フランス人から見たガウス型の結論 アンジェニュー M1
アンジェニュー Angénieuxが設計したM1が特許申請されて残っています (仏特許 FR1077189、米特許 US2701982)。口径はf1.0で画角は記載されていません。十分な品質が保たれているのは半画角18度ぐらいです。50mmは23度になりますが、実際に製造されたのは50mmで、映画のハーフサイズでは25mmです。f1.0とf0.95は結構差があります。収差が大きく増えます。それでもf0.95に変えて製造されたようです。絞りを差し込む隙間がf0.95で物理的にギリギリなので、できる限り口径を大きくしたようです。この後、放射能ガラスを使うなどで若干の変更を行い、明るさを僅かに稼いだと言われています。これはM2だったのかもしれません。
M1は世界で最初にF1.0に到達したレンズと言われています。NASAのアポロ計画に提供されたものでした。宇宙でとにかく明るさが欲しかったということなのだと思います。しかし収差が残っているのでかなり丁寧に性能を高めたのがM2だったようです。宇宙で背景のボケが汚れるのは資料として撮影する以上は困るでしょうから、我々地上でやっているのとは要求が違う筈です。
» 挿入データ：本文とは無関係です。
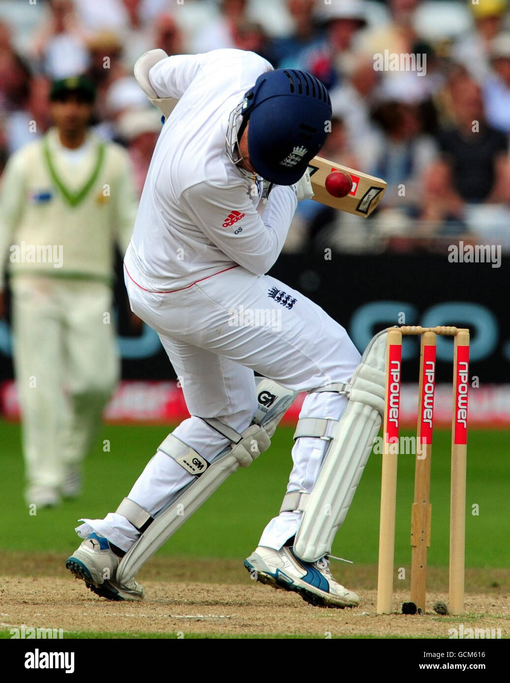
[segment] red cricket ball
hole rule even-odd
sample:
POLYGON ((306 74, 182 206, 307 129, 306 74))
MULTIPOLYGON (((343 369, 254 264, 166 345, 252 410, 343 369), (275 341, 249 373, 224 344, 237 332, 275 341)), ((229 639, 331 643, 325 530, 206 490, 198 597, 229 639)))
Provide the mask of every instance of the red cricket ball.
POLYGON ((324 186, 333 197, 345 197, 352 189, 352 178, 343 171, 332 171, 324 186))

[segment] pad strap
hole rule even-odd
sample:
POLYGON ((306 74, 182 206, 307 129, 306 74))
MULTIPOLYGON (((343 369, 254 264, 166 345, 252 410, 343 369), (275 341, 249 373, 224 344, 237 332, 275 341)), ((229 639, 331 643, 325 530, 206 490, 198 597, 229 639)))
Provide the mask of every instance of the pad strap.
POLYGON ((140 533, 143 533, 154 521, 154 518, 144 507, 129 498, 124 498, 115 512, 125 517, 140 533))
POLYGON ((301 417, 297 421, 294 439, 300 436, 317 436, 326 441, 335 435, 338 421, 333 417, 301 417))
POLYGON ((291 491, 283 497, 280 512, 302 512, 306 510, 310 494, 306 491, 291 491))
POLYGON ((333 382, 325 387, 318 387, 312 389, 308 393, 318 393, 319 391, 333 391, 336 393, 349 393, 351 385, 347 382, 333 382))
POLYGON ((187 472, 196 477, 200 477, 209 466, 209 463, 204 458, 173 434, 168 434, 158 447, 158 450, 169 458, 173 458, 181 467, 184 467, 187 472))
POLYGON ((232 441, 232 443, 239 443, 239 441, 242 441, 243 436, 239 432, 236 432, 234 429, 232 429, 231 427, 228 427, 227 425, 224 425, 223 422, 220 422, 219 419, 215 417, 201 417, 201 420, 205 422, 206 424, 209 425, 211 429, 213 429, 215 432, 217 432, 218 434, 221 434, 222 436, 225 438, 228 438, 229 441, 232 441))

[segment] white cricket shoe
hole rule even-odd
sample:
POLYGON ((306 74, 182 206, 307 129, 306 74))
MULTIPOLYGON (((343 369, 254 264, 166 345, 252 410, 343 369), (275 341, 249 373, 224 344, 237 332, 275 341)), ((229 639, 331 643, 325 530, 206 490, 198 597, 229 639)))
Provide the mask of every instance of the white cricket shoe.
POLYGON ((319 607, 355 607, 360 598, 336 581, 330 571, 330 561, 299 559, 291 547, 279 550, 259 546, 244 566, 252 578, 275 588, 295 591, 304 600, 319 607))
POLYGON ((60 503, 60 496, 56 488, 38 484, 27 488, 25 499, 27 505, 35 505, 37 507, 54 507, 60 503))
POLYGON ((85 581, 92 592, 107 600, 142 600, 143 587, 132 579, 129 583, 115 581, 120 558, 111 550, 108 540, 91 533, 66 560, 66 567, 77 579, 85 581))

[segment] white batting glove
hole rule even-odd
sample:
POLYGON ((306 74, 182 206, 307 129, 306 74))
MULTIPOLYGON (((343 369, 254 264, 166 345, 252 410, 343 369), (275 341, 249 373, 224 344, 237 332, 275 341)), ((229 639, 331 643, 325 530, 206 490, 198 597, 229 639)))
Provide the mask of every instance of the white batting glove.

M2は50mm f0.95のままで、物理的長さが結構伸び、まるで望遠レンズのようになっています。ですからガウス型ではないのでしょう。おそらくですが、英ダルメイヤー Dallmeyerによる44年の設計を取り入れた可能性があります (GB572086)。これは現代の言い方ではレトロフォーカスで、特許の中では「ブルッケ タイプ」と説明されています。バックフォーカスが非常に長い特徴があるとも説明されています。この物理的長さで52mm f2.8、画角は45度とあります(実際の焦点距離は56mmぐらいのようです)。この方が収差補正しやすかったのでしょうか。アンジェニューが最も得意のレンズ構成ですし。しかしM2に関しては実際のものを未確認なので推測になります。現代の我々にとってM2は、標準のレトロフォーカスという珍しさ以外には特に興味を惹く要素はありませんが、この明るさでこの性能ですから凄いものではあると思います。しかしおそらくハーフサイズしかありません。
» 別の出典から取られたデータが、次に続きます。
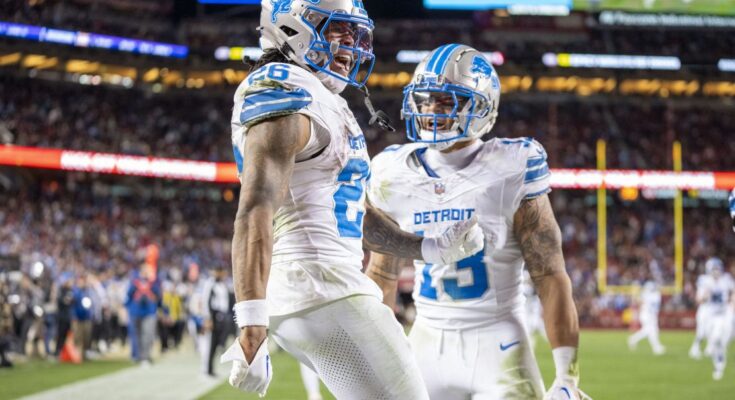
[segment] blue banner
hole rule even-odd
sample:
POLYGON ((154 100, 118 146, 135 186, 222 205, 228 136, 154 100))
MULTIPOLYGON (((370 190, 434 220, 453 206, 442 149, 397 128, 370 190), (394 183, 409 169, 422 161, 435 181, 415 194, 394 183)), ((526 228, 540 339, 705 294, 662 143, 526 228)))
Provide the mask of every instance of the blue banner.
POLYGON ((46 28, 0 22, 0 36, 36 42, 57 43, 75 47, 89 47, 124 51, 127 53, 147 54, 159 57, 186 58, 189 48, 178 44, 151 42, 120 36, 101 35, 80 31, 46 28))

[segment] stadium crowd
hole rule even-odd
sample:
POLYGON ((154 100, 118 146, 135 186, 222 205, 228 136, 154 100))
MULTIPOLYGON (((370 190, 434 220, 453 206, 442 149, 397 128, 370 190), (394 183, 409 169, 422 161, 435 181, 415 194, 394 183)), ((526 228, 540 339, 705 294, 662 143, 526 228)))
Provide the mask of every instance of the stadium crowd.
MULTIPOLYGON (((7 205, 0 209, 0 258, 17 259, 14 273, 6 268, 0 275, 5 299, 0 302, 0 350, 25 353, 28 348, 31 354, 58 356, 63 346, 51 343, 63 344, 68 331, 86 357, 125 343, 131 335, 134 342, 152 345, 135 336, 136 328, 142 328, 136 318, 148 318, 149 326, 156 322, 165 350, 177 346, 184 326, 194 337, 211 327, 202 319, 211 315, 210 302, 202 302, 201 293, 207 291, 202 285, 211 280, 204 277, 229 268, 235 188, 143 178, 118 183, 61 173, 12 186, 0 194, 7 205), (150 287, 139 287, 138 280, 146 276, 150 287)), ((595 326, 601 312, 622 312, 630 299, 599 296, 597 220, 590 196, 554 191, 552 203, 580 320, 595 326)), ((611 201, 608 284, 651 278, 673 282, 670 202, 625 202, 614 193, 611 201)), ((665 302, 666 311, 693 309, 694 282, 708 257, 735 266, 735 246, 723 235, 730 229, 724 207, 687 208, 685 221, 685 290, 665 302)), ((410 288, 409 281, 401 290, 410 288)), ((154 331, 149 328, 147 337, 154 331)), ((150 359, 138 353, 133 357, 150 359)))
MULTIPOLYGON (((0 143, 206 161, 231 161, 231 93, 142 90, 0 78, 0 143), (75 101, 68 101, 74 98, 75 101)), ((372 154, 405 137, 367 124, 362 94, 348 91, 372 154)), ((374 96, 399 132, 399 92, 374 96)), ((530 136, 555 168, 594 168, 595 144, 608 141, 608 168, 671 169, 671 146, 682 142, 685 170, 730 170, 728 140, 735 115, 726 106, 641 98, 530 101, 506 96, 490 136, 530 136), (706 132, 710 140, 701 140, 706 132), (573 143, 570 148, 570 143, 573 143)))
MULTIPOLYGON (((220 46, 257 46, 257 20, 252 11, 233 13, 221 10, 208 14, 204 8, 177 13, 175 4, 141 0, 13 0, 0 12, 10 22, 52 26, 136 39, 187 45, 193 54, 210 58, 220 46)), ((445 43, 465 43, 486 51, 500 51, 511 64, 539 64, 547 52, 596 54, 673 55, 691 64, 713 64, 731 56, 735 36, 726 31, 692 31, 686 28, 620 29, 601 25, 594 17, 572 17, 563 24, 562 34, 537 36, 523 32, 558 31, 548 19, 507 18, 493 13, 475 14, 466 19, 386 19, 379 18, 374 47, 381 62, 395 61, 404 49, 428 50, 445 43), (442 34, 436 34, 436 26, 442 34), (411 34, 405 34, 410 32, 411 34), (706 49, 706 51, 703 51, 706 49)))
POLYGON ((69 177, 0 194, 0 354, 56 358, 71 332, 83 358, 130 340, 145 363, 156 331, 166 351, 187 325, 195 337, 211 330, 207 285, 229 265, 229 216, 191 187, 161 212, 160 193, 120 197, 104 186, 69 177))

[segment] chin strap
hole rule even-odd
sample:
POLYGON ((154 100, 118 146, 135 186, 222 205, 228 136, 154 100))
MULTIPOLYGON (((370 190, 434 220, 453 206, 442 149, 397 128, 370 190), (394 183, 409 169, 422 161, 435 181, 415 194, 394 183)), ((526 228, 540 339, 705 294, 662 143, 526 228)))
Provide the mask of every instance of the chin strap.
POLYGON ((370 92, 368 91, 367 87, 361 87, 360 91, 365 95, 365 107, 367 107, 368 112, 370 112, 370 121, 368 122, 368 124, 370 126, 373 126, 377 122, 378 126, 384 131, 395 132, 396 128, 394 128, 390 124, 390 118, 388 117, 388 114, 383 112, 383 110, 376 110, 375 107, 373 107, 373 102, 370 101, 370 92))

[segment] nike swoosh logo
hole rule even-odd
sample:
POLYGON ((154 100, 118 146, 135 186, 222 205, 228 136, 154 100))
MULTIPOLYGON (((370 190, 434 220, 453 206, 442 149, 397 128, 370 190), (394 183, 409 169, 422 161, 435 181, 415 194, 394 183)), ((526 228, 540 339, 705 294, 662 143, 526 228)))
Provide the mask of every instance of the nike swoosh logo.
POLYGON ((509 348, 511 348, 511 347, 513 347, 513 346, 515 346, 515 345, 518 345, 518 344, 521 344, 521 341, 520 341, 520 340, 516 340, 515 342, 512 342, 512 343, 508 343, 508 344, 506 344, 505 346, 503 346, 503 344, 502 344, 502 343, 500 343, 500 351, 506 351, 506 350, 508 350, 509 348))

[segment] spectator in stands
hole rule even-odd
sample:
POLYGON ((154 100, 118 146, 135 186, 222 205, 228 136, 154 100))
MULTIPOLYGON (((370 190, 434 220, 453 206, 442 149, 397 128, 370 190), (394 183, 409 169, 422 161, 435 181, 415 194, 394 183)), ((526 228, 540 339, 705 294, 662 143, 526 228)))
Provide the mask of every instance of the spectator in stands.
POLYGON ((56 295, 56 357, 64 348, 66 337, 71 331, 74 315, 74 289, 71 273, 65 272, 59 277, 59 289, 56 295))
POLYGON ((79 349, 82 357, 88 359, 92 349, 94 294, 89 287, 89 279, 86 274, 83 273, 77 277, 73 296, 74 322, 72 329, 74 331, 74 344, 79 349))
POLYGON ((133 359, 143 366, 151 363, 151 350, 156 340, 156 315, 161 301, 161 287, 153 266, 142 264, 128 288, 127 306, 137 353, 133 359))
アンジェニュー Mは、ガウス型に対し、前後に1枚ずつエレメントを増やしています。ガウス型はSです。おそらくS1~S6、キノ?のS21(f1.5)、S41(25mm f1.4, 75mm f2.5)があります。中大判レンズを合わせるとまだあると思います。このナンバーは設計の判別で、同一ナンバーで異なる焦点距離のものもあります。かなり研究を重ねて決定していたようで、ボツになったプロトタイプが市場に流出したりもしています。S1は端正な写りでf1.8、それに対しS2は非常に絵画的です。S3以降はその中間でS5でf1.5になったようです。この中でアルパに採用されていたのはS1です。ボケ味が際立っているのはS2とM1だろうと思います。S2の設計は見つかりませんがM1はあるので、こちらを復刻することにします。
f0.95ですが、光線が乱れてよくわかりません。
そこで近いところ、でもないですが、f1.2で確認します。そうですね、こんな感じでしょうね。
収差はf0.95です。優秀なレンズとして作られた印象はありますね。